Cosa accade di preciso al mio bambino in formazione se non seguo i consigli del mio diabetologo e dell’ostetrico?

Ebbene, entro le prime venti settimane, epoca in cui i tessuti e gli organi sono in formazioni, il bambino ne risentirà con anomalie congenite e riduzione della velocità di crescita. Potranno comparire ipoglicemia neonatale,   deficit di surfattante ed  immaturità del metabolismo epatico, la cui conseguenza eclatante è l’ittero. In seguito dalla ventesima settimana in poi si avrà macrosomia ed alla nascità questi bambini presenteranno asfissia per le mutate esigenze metaboliche, ipocalcemia e sindrome da distress respiratorio con ipossemia grave.
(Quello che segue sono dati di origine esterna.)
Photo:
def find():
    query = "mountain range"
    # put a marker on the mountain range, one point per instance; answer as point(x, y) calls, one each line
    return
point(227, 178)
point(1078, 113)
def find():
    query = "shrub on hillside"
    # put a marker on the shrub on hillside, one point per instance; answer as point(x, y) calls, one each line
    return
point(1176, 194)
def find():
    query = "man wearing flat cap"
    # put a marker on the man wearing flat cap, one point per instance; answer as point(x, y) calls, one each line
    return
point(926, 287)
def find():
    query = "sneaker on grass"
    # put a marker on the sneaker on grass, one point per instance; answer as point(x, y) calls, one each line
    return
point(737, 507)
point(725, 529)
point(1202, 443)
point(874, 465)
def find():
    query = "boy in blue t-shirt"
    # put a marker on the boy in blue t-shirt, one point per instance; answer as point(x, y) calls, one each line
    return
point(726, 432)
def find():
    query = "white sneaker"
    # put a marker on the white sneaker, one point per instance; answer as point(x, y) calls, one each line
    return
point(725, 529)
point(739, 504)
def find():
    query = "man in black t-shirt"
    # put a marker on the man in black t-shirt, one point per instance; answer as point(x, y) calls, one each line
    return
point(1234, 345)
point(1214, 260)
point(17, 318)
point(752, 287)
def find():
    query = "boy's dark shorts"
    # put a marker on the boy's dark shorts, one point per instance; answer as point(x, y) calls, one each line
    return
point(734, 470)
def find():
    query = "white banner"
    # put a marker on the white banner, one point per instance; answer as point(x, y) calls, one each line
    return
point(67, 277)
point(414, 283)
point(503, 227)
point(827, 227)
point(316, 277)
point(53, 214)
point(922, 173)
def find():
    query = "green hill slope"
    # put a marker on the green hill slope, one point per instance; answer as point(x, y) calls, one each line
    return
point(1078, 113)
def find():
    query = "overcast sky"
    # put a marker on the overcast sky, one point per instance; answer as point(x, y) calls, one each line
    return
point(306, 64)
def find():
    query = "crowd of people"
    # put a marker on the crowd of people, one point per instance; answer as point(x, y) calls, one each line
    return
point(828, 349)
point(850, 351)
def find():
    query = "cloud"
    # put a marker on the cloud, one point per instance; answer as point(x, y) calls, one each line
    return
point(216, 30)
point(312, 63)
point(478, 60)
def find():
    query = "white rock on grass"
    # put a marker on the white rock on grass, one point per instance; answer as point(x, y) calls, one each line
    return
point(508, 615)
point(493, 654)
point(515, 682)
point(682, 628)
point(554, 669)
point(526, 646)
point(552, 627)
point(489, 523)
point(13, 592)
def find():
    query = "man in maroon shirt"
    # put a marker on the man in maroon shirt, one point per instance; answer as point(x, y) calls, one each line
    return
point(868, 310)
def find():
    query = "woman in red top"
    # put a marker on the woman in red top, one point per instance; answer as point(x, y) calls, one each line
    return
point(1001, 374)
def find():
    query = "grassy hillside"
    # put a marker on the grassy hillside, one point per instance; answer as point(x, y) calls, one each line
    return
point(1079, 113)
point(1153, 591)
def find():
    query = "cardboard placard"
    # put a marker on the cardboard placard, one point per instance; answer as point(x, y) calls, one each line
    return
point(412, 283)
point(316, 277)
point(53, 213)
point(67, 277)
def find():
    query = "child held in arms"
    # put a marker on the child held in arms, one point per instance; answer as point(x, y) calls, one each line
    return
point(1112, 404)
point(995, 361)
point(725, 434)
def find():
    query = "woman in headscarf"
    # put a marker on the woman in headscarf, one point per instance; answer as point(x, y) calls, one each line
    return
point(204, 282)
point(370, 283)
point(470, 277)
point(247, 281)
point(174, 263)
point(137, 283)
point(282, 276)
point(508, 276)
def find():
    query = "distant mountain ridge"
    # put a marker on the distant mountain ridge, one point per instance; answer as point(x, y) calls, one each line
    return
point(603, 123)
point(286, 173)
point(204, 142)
La policitemia che si manifesta può essere ancora responsabile di stroke, con gli elementi corpuscolati del sangue che appaiono impilati. Il bambino con stroke e con crisi ipoglicemiche subentranti, avrà infine degli esiti, se il danno neurologico che nel frattempo si è instaurato non è stato capito e curato per come si deve (cfr PEDERSEN,1997)

Non sempre, però, il bambino è macrosomico;  talora se la paziente diabetica ha complicanze micro e macrovascolari, allora il feto si accresce male, per esempio se i vasi uterini sono calcificati ed al momento della nascita potrà apparire denutrito. Si instaura, cioè, un quadro di malnutrizione con riduzione della massa grassa e proteica. I bambini macrosomici sono circa il 26% dei nati da madri diabetica; sono neonato paffuti, con peso > 4000 gr o > 90C° ma disarmonico, peso sproporzionato rispetto alla lunghezza ed alla c. cranica, con organomegalia (aumento di volume ma anche di numero delle cellule ), Iperinsulinemia.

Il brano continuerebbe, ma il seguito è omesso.